State v. Antoine T. Hunter, 2005 WI App 5
For Hunter: James R. Lucius
Issue: Whether the trial court’s observation to defendant, following denial of an assertedly “dispositive” suppression motion, that acquittal was “unlikely,” but that “coming forward and admitting your guilt” would provide “the opportunity to get some credit,” amounted to judicial participation in plea bargaining as banned by State v. Corey D. Williams, 2003 WI App 116.
Holding:
¶8. Hunter would have us interpret our statement in Williams that “ any form of judicial participation in plea negotiations,” id., ¶1 (emphasis added), mandates the automatic withdrawal upon request of a plea tendered after a judge has made comments like those quoted above. We decline to expand the Williams rule to encompass all comments a judge might make regarding the strength of the State’s case or the advisability of a defendant giving consideration to a disposition short of trial. To do so would undermine the effectiveness of the rule because the line whose crossing triggers a conclusive presumption that a plea was involuntary would be far less bright. Trial court judges would not know when the line had been crossed or how to avoid crossing it short of avoiding any discussion with a defendant whatsoever regarding the likely future course of the criminal proceedings.¶9. In order to discharge a trial court’s case-management responsibilities and prevent the needless clogging of trial calendars with cases that will almost certainly not be tried, a trial court needs to know as early as reasonably possible whether a case appears headed for trial or a plea. The court must therefore be free to inquire of the parties whether they have discussed a resolution or intend to do so, without fear that their comments or inquiries will later be deemed to have constituted “judicial participation in plea negotiations.” We share the dissent’s concern regarding the inappropriateness of the trial court’s comments in this case. (See ¶13.) We conclude, however, that the Williams rule does not require automatic plea withdrawal whenever a court expresses its view of the strength of the State’s case or advises a defendant to consider the advisability of pursuing a disposition short of trial. Instead, when a court’s comments to a defendant are arguably coercive of a plea, it remains the defendant’s burden to show that the plea that followed was involuntary.

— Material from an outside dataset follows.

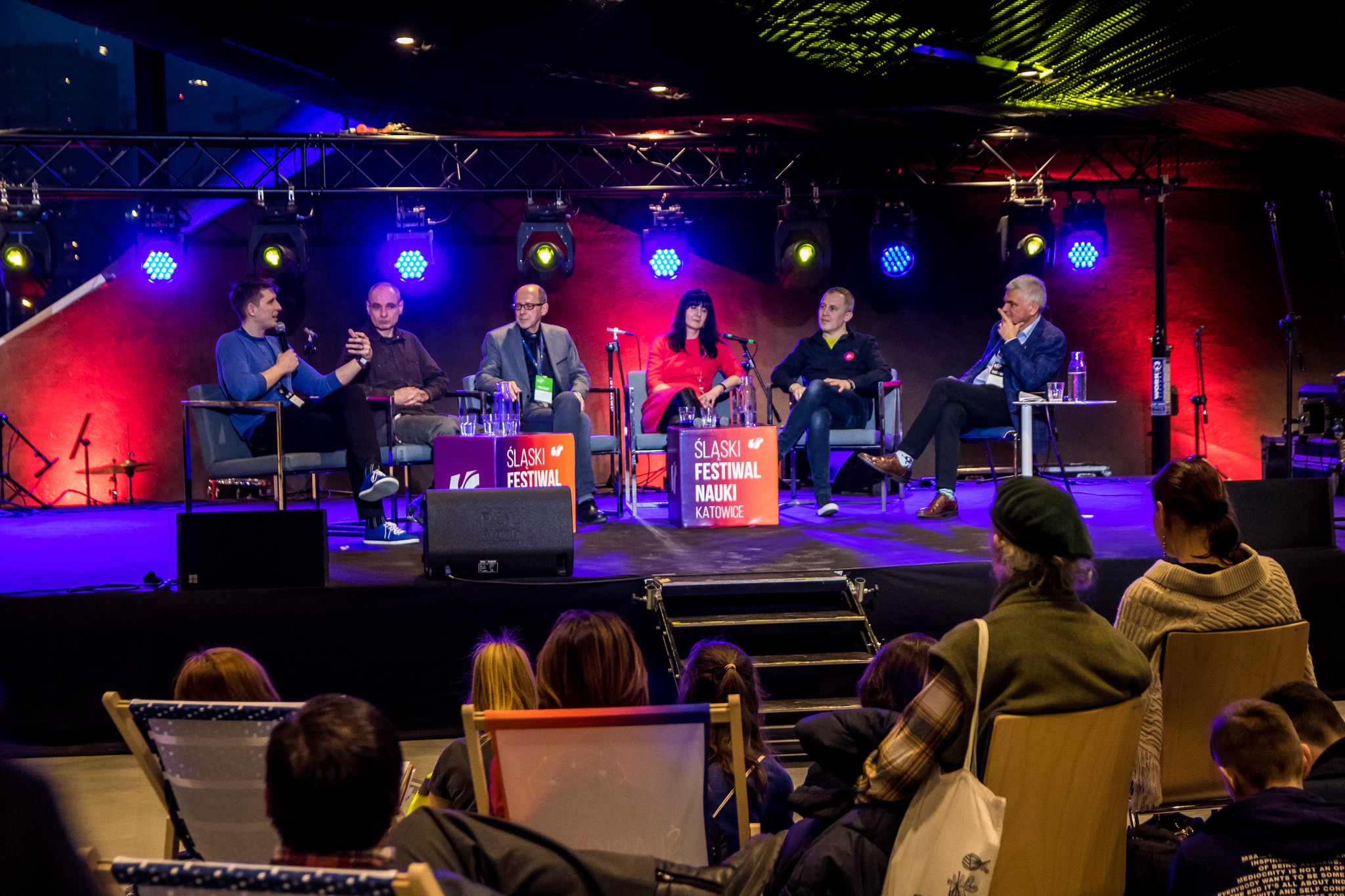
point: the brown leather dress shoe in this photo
(888, 465)
(942, 508)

The court seems to limit Williams “to direct judicial participation ‘in the plea bargaining process itself,” ¶12; in Hunter’s instance, “there is no suggestion … that the trial court was party or even privy to plea negotiations,” ¶11 – hence, no conclusive presumption of judicial coercion in this case, unlike Williams’. The court does, however, strongly caution against “(c)omments on the strength of a party’s case, or suggestions that a defendant should strongly consider entering a plea,” ¶13. For fact-specific reasons, turning largely on a 6-month lag between comments and plea, and on the thoroughness of the plea colloquy itself, the court finds that the plea was indeed voluntary, ¶¶17-19. The dissent, it should be noted, says that the majority essentially eviscerates Williams (“What the majority has really done is to overrule Williams in all but the case that reoccurs but once in ten years,” ¶30). The constant tension between rules and standards, writ small. If judges know that a bright-line, enforceable rule lurks behind every attempt to insinuate themselves into the defendant’s decisional process then they will necessarily be deterred from making the attempt. But if only a squishy, case-by-standard is at play, then the temptation to push the envelope will prove irresistible. That, at least, is one way to view this dynamic: beneath most judicial robes beats the heart of a test pilot. We’ll see.